Millie Tunnell was born into slavery on the Tunnell plantation near Drummond town in Accomack County, Virginia between 1780 and 1783 on March 10 and died January 1896, at 111 years of age. Tunnell achieved notoriety after she had reached her 100th birthday when reporters began annual interviews that were dispatched in the local papers- which continued until her death in 1896. She was noted to have a sharp memory, smoked a corncob pipe and at 110 years credited with the ability to thread a sewing needle without eyeglasses. At the time she was also credited the oldest living woman in Jamaica, Queens.

== Early history ==
Due to paucity of slave records, Her actual birth date is disputed, and she is thought to be as old as 114. Charles Ewell owned a neighboring plantation and his slave, Merrick Ewell, married Millie, whom he was able to see daily and together they had six children. Merrick Ewell became emancipated when Charles Ewell died, having liberated all his slaves. Merrick, fearing re-enslavement, quickly left Virginia for Greenport in Suffolk County on the north fork of Long Island where he engaged in fishing and farming. In 1855 Henry Tunnell died and liberated his slaves including Millie and her progeny.
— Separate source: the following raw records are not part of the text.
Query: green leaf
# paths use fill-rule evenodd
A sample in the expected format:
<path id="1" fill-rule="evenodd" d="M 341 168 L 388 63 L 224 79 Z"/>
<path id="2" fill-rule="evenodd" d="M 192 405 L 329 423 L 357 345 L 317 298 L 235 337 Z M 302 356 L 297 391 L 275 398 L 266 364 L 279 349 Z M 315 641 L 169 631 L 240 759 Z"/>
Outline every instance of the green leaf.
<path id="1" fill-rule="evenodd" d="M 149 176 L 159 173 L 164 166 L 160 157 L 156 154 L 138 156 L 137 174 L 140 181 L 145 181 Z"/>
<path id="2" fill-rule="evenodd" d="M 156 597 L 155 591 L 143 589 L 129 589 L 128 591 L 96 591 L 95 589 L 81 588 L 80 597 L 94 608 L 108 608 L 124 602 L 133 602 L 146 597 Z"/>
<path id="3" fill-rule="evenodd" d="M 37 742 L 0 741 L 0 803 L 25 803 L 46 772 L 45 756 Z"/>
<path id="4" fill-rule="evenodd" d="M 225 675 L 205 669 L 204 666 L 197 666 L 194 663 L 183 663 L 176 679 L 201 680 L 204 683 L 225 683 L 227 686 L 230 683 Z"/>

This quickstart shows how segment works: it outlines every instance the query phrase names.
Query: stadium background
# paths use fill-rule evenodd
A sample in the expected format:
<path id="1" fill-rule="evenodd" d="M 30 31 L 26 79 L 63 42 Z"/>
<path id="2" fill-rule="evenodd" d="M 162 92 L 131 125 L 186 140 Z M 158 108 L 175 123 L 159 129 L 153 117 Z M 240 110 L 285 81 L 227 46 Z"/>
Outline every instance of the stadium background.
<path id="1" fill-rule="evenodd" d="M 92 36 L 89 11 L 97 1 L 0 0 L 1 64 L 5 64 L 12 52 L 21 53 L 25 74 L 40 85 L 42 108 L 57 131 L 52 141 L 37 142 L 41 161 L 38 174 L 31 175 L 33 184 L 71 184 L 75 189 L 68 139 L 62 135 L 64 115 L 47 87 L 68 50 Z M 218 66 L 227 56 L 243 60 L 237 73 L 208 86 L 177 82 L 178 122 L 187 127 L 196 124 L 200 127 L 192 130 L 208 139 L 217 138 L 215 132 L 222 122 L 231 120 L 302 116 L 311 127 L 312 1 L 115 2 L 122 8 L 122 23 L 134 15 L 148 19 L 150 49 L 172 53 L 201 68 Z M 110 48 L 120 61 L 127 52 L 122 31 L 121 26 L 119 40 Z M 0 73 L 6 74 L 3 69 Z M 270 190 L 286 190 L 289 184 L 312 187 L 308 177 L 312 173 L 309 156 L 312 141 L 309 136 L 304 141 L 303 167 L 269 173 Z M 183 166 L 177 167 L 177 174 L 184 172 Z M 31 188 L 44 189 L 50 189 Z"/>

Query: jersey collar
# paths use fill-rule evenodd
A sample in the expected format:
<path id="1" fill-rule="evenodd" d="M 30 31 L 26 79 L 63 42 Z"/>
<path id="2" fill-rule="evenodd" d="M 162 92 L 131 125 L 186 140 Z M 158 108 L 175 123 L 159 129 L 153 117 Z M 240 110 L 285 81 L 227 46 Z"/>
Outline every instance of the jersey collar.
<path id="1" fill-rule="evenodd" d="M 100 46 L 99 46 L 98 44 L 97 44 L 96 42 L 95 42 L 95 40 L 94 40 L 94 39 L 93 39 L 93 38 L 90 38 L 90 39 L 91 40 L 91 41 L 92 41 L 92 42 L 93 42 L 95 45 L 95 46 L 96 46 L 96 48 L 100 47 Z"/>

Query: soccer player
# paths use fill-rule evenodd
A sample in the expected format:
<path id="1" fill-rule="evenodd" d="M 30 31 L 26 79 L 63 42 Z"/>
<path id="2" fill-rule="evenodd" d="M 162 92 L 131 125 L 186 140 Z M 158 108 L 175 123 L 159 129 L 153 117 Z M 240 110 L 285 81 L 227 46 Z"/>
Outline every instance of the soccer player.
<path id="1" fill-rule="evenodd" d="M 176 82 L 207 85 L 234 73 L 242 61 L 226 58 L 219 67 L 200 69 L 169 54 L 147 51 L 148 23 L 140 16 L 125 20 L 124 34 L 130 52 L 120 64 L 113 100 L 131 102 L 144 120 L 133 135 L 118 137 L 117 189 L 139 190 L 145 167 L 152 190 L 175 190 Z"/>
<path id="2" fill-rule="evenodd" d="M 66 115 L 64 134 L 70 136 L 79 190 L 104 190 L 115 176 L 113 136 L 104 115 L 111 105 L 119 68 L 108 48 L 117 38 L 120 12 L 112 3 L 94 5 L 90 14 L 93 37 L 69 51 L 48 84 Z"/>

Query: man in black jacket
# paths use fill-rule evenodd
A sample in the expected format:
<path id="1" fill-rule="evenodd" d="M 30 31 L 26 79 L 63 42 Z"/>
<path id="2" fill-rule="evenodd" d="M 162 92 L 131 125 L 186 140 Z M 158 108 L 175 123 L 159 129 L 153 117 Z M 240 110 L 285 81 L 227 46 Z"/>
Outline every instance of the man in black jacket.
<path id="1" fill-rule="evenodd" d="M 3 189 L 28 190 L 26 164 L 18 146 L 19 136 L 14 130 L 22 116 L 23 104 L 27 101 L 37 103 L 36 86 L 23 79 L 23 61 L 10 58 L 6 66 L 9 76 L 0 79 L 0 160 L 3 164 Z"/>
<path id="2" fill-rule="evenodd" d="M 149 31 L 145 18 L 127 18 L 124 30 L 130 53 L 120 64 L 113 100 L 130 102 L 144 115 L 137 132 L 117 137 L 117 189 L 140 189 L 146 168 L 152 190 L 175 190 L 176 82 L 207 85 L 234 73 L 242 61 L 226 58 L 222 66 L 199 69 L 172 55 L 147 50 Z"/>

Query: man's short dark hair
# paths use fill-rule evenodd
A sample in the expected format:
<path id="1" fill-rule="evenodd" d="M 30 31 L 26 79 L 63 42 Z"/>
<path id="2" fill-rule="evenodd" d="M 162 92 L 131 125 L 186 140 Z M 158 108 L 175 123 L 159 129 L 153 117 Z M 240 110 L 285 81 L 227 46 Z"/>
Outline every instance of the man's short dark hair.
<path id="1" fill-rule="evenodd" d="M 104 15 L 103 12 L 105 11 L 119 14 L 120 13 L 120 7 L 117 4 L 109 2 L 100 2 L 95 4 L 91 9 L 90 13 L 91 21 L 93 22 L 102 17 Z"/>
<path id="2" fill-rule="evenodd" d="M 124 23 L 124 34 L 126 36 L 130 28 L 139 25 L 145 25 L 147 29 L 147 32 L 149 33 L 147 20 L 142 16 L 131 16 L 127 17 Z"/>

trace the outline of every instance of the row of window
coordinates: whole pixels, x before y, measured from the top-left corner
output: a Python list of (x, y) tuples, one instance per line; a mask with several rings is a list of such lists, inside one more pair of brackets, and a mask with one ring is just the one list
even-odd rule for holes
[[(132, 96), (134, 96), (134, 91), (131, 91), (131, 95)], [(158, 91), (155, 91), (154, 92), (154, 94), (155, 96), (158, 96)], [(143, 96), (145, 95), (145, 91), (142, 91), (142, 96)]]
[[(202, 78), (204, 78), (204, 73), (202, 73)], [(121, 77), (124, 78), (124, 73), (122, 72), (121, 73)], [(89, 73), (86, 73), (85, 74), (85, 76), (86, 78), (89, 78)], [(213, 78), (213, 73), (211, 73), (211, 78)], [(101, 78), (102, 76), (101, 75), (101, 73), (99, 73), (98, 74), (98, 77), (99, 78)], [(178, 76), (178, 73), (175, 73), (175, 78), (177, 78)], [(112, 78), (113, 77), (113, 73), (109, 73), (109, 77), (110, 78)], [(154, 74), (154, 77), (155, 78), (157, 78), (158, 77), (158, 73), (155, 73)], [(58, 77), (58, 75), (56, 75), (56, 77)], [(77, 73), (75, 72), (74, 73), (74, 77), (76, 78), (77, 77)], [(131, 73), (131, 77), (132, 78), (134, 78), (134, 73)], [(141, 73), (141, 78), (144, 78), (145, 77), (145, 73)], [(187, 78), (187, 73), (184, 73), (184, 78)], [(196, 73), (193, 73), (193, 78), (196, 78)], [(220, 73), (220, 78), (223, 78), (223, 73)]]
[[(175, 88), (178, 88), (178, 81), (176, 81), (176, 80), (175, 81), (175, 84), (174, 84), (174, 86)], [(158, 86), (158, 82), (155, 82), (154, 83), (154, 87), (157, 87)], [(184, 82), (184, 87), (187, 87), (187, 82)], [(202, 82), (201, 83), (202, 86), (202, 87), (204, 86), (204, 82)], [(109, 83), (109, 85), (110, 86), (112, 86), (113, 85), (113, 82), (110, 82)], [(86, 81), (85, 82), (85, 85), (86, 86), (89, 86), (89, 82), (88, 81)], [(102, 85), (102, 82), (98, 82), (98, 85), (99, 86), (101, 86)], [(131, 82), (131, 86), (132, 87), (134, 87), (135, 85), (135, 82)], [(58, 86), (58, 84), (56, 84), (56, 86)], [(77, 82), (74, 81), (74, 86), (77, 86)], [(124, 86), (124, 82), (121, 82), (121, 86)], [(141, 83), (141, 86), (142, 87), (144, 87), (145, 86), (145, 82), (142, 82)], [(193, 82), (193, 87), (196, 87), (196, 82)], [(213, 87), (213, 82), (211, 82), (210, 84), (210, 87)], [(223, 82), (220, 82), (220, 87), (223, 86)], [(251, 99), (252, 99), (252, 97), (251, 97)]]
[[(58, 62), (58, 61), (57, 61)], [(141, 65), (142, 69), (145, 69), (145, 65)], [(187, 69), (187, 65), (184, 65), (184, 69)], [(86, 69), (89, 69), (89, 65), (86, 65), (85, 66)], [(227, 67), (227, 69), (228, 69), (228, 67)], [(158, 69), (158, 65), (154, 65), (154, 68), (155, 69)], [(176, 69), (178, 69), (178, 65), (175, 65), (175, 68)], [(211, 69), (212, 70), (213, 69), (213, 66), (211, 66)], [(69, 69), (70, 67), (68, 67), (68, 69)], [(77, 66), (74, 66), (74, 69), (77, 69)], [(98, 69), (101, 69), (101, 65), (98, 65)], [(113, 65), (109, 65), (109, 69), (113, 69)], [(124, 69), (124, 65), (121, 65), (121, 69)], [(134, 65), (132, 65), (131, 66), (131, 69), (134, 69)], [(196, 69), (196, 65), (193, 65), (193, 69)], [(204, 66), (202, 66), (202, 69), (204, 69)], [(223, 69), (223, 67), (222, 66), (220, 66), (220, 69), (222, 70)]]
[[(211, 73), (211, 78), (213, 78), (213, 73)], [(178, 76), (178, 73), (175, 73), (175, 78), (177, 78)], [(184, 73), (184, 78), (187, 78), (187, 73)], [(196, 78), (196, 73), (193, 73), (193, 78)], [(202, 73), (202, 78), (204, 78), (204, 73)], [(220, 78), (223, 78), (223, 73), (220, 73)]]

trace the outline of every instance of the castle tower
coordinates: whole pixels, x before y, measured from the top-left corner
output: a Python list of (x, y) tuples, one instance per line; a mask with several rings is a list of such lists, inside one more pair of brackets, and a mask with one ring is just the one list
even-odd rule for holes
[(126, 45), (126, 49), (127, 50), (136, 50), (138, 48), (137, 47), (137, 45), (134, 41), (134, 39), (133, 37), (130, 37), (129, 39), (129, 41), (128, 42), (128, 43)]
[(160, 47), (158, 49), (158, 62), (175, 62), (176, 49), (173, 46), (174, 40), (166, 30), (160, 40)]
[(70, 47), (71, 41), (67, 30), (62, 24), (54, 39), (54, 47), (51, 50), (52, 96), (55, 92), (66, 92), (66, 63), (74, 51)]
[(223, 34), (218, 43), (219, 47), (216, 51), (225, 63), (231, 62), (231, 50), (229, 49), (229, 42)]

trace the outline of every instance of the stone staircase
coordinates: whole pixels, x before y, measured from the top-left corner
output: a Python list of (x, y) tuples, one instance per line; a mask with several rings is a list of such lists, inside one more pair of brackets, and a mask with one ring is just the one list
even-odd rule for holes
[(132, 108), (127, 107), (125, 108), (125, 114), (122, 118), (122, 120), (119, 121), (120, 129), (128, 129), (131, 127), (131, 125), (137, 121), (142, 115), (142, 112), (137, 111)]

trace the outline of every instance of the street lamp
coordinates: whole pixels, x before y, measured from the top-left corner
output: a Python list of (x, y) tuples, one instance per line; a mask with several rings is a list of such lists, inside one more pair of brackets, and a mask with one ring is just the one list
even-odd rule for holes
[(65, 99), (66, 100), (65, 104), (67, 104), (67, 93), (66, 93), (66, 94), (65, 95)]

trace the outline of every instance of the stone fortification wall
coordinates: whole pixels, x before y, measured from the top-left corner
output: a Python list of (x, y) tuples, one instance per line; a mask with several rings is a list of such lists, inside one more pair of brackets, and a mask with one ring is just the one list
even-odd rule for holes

After Henry Tunnell's death his will emancipating his slaves was contested by his family, so that in Millie had to continue working on the plantation, eventually earning the US$1,269 necessary to buy her family's freedom. They arrived in the north around 1860.

The family settled in Flushing. Millie later went to live with a daughter, Martha on Grand Street in Jamaica, Queens. The children did not know of Merrick, he had remarried in Greenport and had three daughters by a much younger wife, all of whom married. Aging, he had become feeble, whereupon she had him placed in the asylum at Yaphank. The family member of another asylee mentioned the name Merrick to a friend who recognized the inmate as her father, and she had him taken to Jamaica. Thirty years before the Civil War Merrick and Millie lived as husband and wife separated by slavery, and in 1886 were reunited as a family.

== Later life ==
Reporters began visiting after the centenarian showed that her memory was sharp and she possessed a quick wit. Her age and story was compelling enough to garner attention in the local papers and she was a local celebrity until her death at 111 years in 1896. Later nine members of her family were interred at the family plot at Maple Grove Cemetery.

== Juneteenth ==
Tunnell was buried in Maple Grove Cemetery, and was in an unmarked grave. Millie had bought three burial plots, enough for nine people on the Southern edge of Maple Grove. She could not afford a tombstone, hence her grave for the next 125 years lay unmarked. Then the Friends of Maple Grove (FMG), a historical society, came calling. The search for a picture of a slave who was between 111 and 114 years old led to a unique Juneteenth community project between historians and students from the Kew Forest School, a college prep school in Forest Hills. Carl Ballenas, the president of FMG and Helen Day, a genealogist, partnering with The Daughters of the American Revolution- Increase Carpenter Chapter; and an art teacher at the school, Narges Anvar then came up with a school art project to honor the life of Millie Tunnell. Student Annie Vaca's ('23) artwork was selected and written words by the students have been preserved on a bronze plaque on Millie's memorial stone, which fit the pieces of her life together. The names of her children were also inscribed on the memorial. It was delivered on June 8, 2021, and a live-stream of the unveiling was done on June 19.